Fallacy: Only Big Businesses Can Use Data Analytics
Data analytics require data, which means that during the past century, only the largest businesses could use these tools and techniques. Why? Because only large businesses had collected enough data in computing systems to make meaningful conclusions.
Today, even the smallest business can use software that gathers reams of data: In 2018, for example, Intuit reported that it has 4.5 million paying customers for its QuickBooks accounting software. That’s a lot of data readily available for analysis and decision-making.
Likewise, businesses that deploy online marketing solutions have many metrics and reports available, delivering detailed information on who saw their message. The same is true of HR automation platforms, customer relationship management systems, Google Analytics for websites and much more. There’s no shortage of data for businesses of every size.
Fact: Data Analytics Can Lead Small Businesses Astray
Every IT professional has heard the phrase “garbage in, garbage out.” It goes for analytics too. Getting meaningful insights depends on having real data on what is happening in the business, no matter how large or small. If the data going into the analytics tools are unreliable, poorly understood or inconsistent, then the results that come out will be equally unreliable.
Before making decisions based on the results of any data analytics exercise, businesses should make sure they understand where the data came from and whether those sources can be trusted. At the same time, step back for a sanity check: Does this result make sense?
If something looks obviously wrong or skewed, double-check the data and the actual analysis before diving headfirst into what could be a bad decision.
Fact: Data Analytics Beat Business Hunches
Intuition, which for most successful business leaders is informed by experience, certainly has its place. And it’s important for entrepreneurs to include their own informed intuition along with quality data in the decision-making mix. Yet data can support or contradict that intuition and provide meaningful metrics along the way.
Analytics are also useful at many levels: It’s not just the big decisions that take executive insight.
You can use data analytics to explore small changes with “what-if” analysis. What if we extended our warranty? What if we increased the price of an accessory? What if we changed how we charge for certain services? Analytics often use correlations among different data sets to help draw operational conclusions: Which warehouses need what stocking level on which products during Christmas season to reduce time to delivery? Which advertising strategies deliver the best sales results?
Sometimes the best decision can start with a hunch.
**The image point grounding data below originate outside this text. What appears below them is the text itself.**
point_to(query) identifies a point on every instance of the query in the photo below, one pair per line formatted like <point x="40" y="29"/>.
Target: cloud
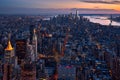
<point x="102" y="1"/>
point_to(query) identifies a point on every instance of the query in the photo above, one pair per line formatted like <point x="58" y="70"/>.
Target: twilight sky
<point x="87" y="4"/>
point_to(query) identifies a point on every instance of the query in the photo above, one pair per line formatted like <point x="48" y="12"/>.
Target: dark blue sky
<point x="8" y="5"/>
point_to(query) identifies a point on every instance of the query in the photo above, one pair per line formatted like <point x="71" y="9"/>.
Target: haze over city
<point x="42" y="6"/>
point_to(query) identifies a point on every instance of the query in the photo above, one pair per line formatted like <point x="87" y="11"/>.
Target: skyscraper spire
<point x="9" y="46"/>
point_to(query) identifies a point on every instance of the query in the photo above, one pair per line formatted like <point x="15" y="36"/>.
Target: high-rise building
<point x="8" y="58"/>
<point x="34" y="43"/>
<point x="31" y="28"/>
<point x="9" y="52"/>
<point x="28" y="71"/>
<point x="21" y="49"/>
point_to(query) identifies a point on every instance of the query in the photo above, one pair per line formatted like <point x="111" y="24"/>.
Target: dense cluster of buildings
<point x="63" y="47"/>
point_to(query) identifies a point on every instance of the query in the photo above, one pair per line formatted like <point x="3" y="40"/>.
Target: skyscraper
<point x="31" y="29"/>
<point x="21" y="49"/>
<point x="34" y="43"/>
<point x="7" y="68"/>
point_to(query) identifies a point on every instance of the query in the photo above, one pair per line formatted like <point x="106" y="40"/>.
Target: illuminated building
<point x="21" y="49"/>
<point x="9" y="52"/>
<point x="31" y="28"/>
<point x="34" y="43"/>
<point x="8" y="56"/>
<point x="28" y="71"/>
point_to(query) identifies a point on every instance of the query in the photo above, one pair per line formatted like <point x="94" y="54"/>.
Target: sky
<point x="85" y="4"/>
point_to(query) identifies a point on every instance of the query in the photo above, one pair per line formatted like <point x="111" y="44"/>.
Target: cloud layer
<point x="102" y="1"/>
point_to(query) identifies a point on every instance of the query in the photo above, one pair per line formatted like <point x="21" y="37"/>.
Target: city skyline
<point x="16" y="5"/>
But the best decision-making process includes data analysis.
Fallacy: Data Analytics Are Expensive
Data analytics simply involve using the data a business already has to help it make better business decisions. Sure, it can be expensive to hire a specialist with a background in programming, data science and business processes. But small businesses in particular can start with basic analytics without spending much money at all.
For most small businesses, the place to start is with the software already in place. If the business has been delaying an upgrade to its accounting or customer relationship management tools, this might be a good reason to go ahead; the most recent versions of every tool have more reports and analysis tools built in.
Next, check out cloud-based add-ons. Rather than deliver a specialized tool for on-premises use, many data analytics and business intelligence tools are offered in the cloud. Why? Because it’s rarely necessary to install new servers, databases and software just to ask a few questions and run a few reports. With cloud-based tools, the business can cost-effectively and quickly get into the world of analytics and focus on what the data is saying, freeing up IT resources for more strategic tasks.
Data analytics isn’t some new magic bullet. It’s a way of leveraging the data that most every business has been quietly accumulating for years to deliver insights that lead to better decisions.